If there is one thing this pandemic has confirmed, it’s that I am incapable of consistently accomplishing much of anything that is good, true, and beautiful on my own steam. Simply put, I’m fearfully, wonderfully, tragically, typically, human.

In the Gospel of St. John, Jesus tells us that, apart from him, we can do nothing. He doesn’t say that we can do most things, or some of the things, or even a few things — he says we can do nothing unless we are 100% clinging to, abiding in, and leaning on him. I know a previous version of myself who would have been all sorts of perturbed and offended to consider that I — intelligent, talented, capable, stubborn me — would fall woefully short in most every area of life without a massive amount of providential assistance.

However, 40+ years on this earth, 18+ years of marriage, five children, two dogs, and one pandemic later, I’m finally making peace with the fact that, without Jesus, I truly cannot do anything. No amount of self-confidence, ability, talent, caffeine, elbow grease, or willpower can ever take the place of Jesus Christ as the author and perfecter of my life. And that’s a very good thing. Because while I can do nothing without Christ, the paradox is that I can do all things through Christ who strengthens me.

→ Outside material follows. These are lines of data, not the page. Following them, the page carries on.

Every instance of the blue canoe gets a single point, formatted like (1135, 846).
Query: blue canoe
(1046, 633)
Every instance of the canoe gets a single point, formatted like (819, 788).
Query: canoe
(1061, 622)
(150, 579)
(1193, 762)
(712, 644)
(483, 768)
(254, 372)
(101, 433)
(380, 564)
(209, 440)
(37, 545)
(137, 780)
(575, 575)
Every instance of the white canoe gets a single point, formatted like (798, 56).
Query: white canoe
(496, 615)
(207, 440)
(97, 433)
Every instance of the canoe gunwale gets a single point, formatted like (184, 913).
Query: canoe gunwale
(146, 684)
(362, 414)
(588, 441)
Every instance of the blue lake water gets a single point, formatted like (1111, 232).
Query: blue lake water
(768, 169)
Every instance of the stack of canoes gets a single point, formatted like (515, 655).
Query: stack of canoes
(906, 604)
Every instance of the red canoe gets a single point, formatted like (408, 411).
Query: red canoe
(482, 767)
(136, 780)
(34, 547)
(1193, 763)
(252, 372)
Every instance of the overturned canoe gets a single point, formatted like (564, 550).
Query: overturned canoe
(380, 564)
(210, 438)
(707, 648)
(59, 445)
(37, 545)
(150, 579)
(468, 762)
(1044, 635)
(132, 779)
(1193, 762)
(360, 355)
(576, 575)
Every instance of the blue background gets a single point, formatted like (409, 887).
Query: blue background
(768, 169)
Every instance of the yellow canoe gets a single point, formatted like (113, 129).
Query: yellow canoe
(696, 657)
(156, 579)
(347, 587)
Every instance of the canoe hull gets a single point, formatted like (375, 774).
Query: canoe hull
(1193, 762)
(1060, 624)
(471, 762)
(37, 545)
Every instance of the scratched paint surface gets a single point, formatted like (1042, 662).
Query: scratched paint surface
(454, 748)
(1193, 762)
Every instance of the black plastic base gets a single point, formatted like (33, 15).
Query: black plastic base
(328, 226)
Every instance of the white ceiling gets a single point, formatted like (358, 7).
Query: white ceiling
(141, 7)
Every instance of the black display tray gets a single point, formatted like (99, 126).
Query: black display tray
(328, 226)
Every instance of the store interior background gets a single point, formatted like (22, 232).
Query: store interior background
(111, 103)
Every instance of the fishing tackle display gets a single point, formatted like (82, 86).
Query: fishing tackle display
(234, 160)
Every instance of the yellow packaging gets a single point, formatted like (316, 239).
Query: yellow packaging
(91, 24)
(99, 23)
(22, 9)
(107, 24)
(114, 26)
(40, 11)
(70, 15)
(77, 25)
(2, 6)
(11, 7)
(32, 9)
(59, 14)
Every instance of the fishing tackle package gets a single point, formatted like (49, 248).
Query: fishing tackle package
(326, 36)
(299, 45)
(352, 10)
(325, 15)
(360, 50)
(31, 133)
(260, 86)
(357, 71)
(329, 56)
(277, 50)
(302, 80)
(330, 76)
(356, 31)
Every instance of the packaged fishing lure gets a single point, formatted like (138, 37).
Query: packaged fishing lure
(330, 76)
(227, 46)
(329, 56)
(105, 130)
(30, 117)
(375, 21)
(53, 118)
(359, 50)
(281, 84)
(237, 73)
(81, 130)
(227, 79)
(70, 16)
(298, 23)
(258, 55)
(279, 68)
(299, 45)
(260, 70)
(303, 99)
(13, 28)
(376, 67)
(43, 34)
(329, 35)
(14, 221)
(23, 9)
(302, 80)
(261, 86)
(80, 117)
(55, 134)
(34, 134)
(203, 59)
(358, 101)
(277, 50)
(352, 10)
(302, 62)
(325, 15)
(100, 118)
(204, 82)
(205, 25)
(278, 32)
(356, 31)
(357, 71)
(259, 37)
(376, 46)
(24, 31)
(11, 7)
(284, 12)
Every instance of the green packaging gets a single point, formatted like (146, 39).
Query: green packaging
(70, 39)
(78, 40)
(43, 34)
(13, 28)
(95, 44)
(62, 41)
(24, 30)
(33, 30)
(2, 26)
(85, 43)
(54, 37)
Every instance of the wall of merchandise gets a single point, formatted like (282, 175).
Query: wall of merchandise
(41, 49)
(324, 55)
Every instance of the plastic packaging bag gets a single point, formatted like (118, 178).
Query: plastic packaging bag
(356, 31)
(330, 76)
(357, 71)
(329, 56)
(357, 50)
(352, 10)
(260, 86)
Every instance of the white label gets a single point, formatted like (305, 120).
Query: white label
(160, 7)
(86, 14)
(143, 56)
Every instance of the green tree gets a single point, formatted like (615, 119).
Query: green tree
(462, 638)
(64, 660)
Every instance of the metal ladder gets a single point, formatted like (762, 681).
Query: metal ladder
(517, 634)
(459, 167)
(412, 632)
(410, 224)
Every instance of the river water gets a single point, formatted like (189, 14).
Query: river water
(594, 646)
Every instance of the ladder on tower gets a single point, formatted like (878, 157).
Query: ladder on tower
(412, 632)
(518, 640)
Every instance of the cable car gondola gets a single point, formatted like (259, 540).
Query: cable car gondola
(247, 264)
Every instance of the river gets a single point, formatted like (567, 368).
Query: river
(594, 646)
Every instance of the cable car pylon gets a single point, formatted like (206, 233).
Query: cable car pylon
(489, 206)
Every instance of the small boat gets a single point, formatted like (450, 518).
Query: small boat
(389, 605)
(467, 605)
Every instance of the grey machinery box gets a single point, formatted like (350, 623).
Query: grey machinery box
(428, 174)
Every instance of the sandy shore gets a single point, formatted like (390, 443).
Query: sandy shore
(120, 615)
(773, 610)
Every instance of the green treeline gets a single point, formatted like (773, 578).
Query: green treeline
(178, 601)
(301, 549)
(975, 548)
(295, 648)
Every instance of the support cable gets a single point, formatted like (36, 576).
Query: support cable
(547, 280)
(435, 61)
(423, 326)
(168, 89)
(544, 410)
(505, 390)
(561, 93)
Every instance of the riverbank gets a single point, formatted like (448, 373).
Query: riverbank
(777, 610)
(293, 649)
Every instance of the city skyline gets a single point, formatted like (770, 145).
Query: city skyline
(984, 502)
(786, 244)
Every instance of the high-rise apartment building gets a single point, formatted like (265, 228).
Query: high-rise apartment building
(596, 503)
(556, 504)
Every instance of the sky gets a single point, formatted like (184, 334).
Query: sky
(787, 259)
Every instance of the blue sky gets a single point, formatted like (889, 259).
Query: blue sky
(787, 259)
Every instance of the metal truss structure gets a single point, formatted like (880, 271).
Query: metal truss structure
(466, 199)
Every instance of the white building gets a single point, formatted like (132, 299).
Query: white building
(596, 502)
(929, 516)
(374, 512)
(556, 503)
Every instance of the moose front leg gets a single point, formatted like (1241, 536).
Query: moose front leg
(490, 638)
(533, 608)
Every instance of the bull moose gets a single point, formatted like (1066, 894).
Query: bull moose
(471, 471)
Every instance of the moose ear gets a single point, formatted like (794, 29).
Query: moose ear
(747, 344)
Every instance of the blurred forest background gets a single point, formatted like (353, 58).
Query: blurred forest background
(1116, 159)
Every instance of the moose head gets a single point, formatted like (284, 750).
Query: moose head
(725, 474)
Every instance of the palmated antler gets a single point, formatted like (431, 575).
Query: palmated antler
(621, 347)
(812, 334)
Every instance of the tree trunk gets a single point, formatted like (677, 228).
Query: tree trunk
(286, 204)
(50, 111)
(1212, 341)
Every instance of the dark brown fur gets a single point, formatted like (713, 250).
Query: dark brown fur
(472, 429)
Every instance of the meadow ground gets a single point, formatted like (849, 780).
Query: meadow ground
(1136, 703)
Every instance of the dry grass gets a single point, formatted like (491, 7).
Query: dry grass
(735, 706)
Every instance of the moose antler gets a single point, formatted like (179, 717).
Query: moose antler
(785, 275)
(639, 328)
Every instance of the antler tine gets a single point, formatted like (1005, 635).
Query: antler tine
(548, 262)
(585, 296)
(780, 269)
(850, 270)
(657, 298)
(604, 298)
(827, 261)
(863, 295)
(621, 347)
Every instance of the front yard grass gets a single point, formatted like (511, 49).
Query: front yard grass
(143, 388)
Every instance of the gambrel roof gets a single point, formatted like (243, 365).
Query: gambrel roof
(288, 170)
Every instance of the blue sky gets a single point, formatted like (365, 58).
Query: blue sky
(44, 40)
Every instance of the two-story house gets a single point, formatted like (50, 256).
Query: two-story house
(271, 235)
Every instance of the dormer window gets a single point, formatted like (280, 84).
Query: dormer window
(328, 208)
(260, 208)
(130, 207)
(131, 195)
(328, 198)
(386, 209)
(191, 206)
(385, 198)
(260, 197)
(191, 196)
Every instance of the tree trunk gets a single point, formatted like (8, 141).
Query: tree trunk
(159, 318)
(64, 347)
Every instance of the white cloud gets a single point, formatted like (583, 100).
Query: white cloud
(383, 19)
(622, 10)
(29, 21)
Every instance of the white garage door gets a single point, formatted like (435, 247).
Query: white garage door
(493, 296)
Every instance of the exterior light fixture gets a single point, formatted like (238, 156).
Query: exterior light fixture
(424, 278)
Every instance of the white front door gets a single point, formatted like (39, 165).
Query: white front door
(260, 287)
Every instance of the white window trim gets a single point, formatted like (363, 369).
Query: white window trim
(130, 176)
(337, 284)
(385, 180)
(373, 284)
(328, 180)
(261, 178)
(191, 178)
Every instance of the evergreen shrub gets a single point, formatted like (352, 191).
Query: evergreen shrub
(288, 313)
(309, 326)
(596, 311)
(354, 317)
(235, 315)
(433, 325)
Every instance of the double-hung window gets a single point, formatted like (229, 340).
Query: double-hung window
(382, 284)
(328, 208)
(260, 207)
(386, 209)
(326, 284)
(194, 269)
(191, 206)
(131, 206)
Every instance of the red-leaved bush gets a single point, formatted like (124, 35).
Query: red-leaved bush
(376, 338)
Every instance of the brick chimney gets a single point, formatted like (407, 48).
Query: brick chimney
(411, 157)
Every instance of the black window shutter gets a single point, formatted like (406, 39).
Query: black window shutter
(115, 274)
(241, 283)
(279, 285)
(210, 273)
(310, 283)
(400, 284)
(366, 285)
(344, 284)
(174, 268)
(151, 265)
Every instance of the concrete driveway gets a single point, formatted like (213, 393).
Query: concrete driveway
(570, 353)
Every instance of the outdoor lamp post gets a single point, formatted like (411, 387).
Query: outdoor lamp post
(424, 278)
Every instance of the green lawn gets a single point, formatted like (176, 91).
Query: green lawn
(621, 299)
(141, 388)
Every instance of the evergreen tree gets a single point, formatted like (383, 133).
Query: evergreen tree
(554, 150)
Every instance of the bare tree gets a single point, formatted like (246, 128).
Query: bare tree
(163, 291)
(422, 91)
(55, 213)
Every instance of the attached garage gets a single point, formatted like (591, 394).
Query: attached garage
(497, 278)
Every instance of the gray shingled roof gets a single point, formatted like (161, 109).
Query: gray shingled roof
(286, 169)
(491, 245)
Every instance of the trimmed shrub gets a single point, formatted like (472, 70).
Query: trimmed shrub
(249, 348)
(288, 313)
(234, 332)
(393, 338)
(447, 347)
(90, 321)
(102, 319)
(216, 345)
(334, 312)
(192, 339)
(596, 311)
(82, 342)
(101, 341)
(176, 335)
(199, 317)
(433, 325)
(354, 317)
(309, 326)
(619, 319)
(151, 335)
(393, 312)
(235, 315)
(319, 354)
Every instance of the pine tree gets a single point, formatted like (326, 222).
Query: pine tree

This is as good a time as any to remember that “all things through Christ” means those things to which God is calling me. He’s not calling me to be all things to all people. Rather, he is calling me to know, love, and serve him, and to love my neighbor as myself — so long as we stay at least 6 feet apart from one another.

Okay. It’s time for me to get back to the family circus, my friends. I’m praying that y’all stay healthy yet more importantly, that y’all keep the faith. We can’t do it all, but we can do the best we can with love on our side.